1 view (last 30 days)
Maaz Ahmad on 11 Sep 2020
Commented: Maaz Ahmad on 11 Sep 2020
Hi, I want to sample points uniformly in a multidimensional design space, such that the sampled points follow an
equality constraint. Basically I want to sample 4 mole fractions (Xi) for 4 components in an input stream. I have lower
and upper bounds (inequality constraints) for each Xi as well.
Eg. 0.733<=X1<=0.944, 0.04<=X2<=0.093, 0.04<=X3<=0.094, 0.02<=X4<=0.048, X1+X2+X3+X4=1
Is there any way to use the inbuilt sampling techniques like sobol, LHS etc. while ensuring these constraints?

John D'Errico on 11 Sep 2020
Edited: John D'Errico on 11 Sep 2020
Use my randFixedLinearCombination tool, as found on the file exchange. (I did just post an update today, fixing a bug the code tripped on for this problem.)
n = 5;
lb = [0.733 0.04, 0.04, 0.02];
ub = [0.944, 0.093, 0.094, 0.048];
A = [1 1 1 1]
b = 1;
X = randFixedLinearCombination(n,A,b,lb,ub);
Does the array X satisfy the requirements? Yes.
>> X
X =
0.80603 0.078998 0.093954 0.021013
0.86969 0.041981 0.04217 0.046161
0.82108 0.082301 0.058065 0.038558
0.84723 0.045193 0.085937 0.021644
0.81159 0.055575 0.092472 0.040365
>> sum(X,2)
ans =
1
1
1
1
1
>> all(X >= lb,2)
ans =
5×1 logical array
1
1
1
1
1
>> all(X <= ub,2)
ans =
5×1 logical array
1
1
1
1
1
So X has 5 rows, each of which sum to 1. Each column all lies between the given set of bounds.
It is difficult to prove in a higher number of dimensions they are uniformly distributed in that space, but they are. I'm just too sleepy and too lazy to try to prove that to be true here.

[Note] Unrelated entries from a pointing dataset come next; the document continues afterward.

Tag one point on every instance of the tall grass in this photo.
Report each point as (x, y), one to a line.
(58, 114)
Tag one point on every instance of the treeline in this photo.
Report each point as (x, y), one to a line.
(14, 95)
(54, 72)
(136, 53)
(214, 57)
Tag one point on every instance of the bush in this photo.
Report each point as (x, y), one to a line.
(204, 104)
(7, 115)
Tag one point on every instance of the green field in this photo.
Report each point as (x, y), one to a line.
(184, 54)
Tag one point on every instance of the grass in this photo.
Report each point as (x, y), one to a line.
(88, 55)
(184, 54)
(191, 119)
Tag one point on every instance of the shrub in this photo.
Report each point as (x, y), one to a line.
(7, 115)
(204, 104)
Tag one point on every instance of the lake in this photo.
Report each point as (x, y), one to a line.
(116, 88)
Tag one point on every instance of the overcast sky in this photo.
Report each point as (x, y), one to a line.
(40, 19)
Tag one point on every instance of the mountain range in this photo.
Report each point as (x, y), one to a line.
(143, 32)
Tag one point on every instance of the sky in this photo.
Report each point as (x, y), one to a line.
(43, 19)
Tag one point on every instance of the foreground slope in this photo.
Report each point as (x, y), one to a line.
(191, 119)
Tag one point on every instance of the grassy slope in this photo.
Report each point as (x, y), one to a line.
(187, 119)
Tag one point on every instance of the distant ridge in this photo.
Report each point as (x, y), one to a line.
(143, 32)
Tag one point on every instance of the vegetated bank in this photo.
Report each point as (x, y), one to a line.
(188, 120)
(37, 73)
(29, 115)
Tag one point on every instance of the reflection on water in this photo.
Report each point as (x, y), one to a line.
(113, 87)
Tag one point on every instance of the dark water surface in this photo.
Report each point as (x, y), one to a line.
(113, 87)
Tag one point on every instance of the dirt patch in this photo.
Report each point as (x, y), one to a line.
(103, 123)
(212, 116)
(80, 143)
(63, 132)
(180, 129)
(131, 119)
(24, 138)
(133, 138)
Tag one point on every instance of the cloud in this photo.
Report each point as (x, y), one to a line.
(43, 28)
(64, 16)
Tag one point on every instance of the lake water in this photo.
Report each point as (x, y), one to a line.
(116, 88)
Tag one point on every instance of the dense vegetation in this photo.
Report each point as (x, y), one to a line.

There are limits on the size of the problem, due to the way the code is written. Depending on the problem, the upper bound might be on the order of 10-25 variables. Beyond that point lie some computationally intensive dragons in this code. The actual limit will be problem dependent though.

Maaz Ahmad on 11 Sep 2020
Thanks John! Just a small rectificiation in your sample code - I guess we need to swap b and A in the function argument. That works for me.
John D'Errico on 11 Sep 2020
Yes. I have no idea why I did it that way. The correct line of code as I wrote the function is:
X = randFixedLinearCombination(n,b,A,lb,ub);
Which is how the code expects the parameters. And that is exactly the opposite of what I would have written in terms of most codes in MATLAB that employ linear constraints. Tools like lsqlin, for example, alsways seem to sequence those arguments as A,b in a calling sequence. Therefore, my mental state when still half asleep was to write A,b. In fact, when I pasted in the code, I saw the error but then forgot to fix it in my answer. What you get when I try to answer questions when half asleep. :)
Somehow, Walter answers questions while even fully alseep, and he is always correct even then. Oh well.
I would rather I wrote the code in a more traditional argument order. But I did what I did a few years ago, and I should not change the code now.
Maaz Ahmad on 11 Sep 2020
haha, rather, what you get when you do not code in a traditional way!!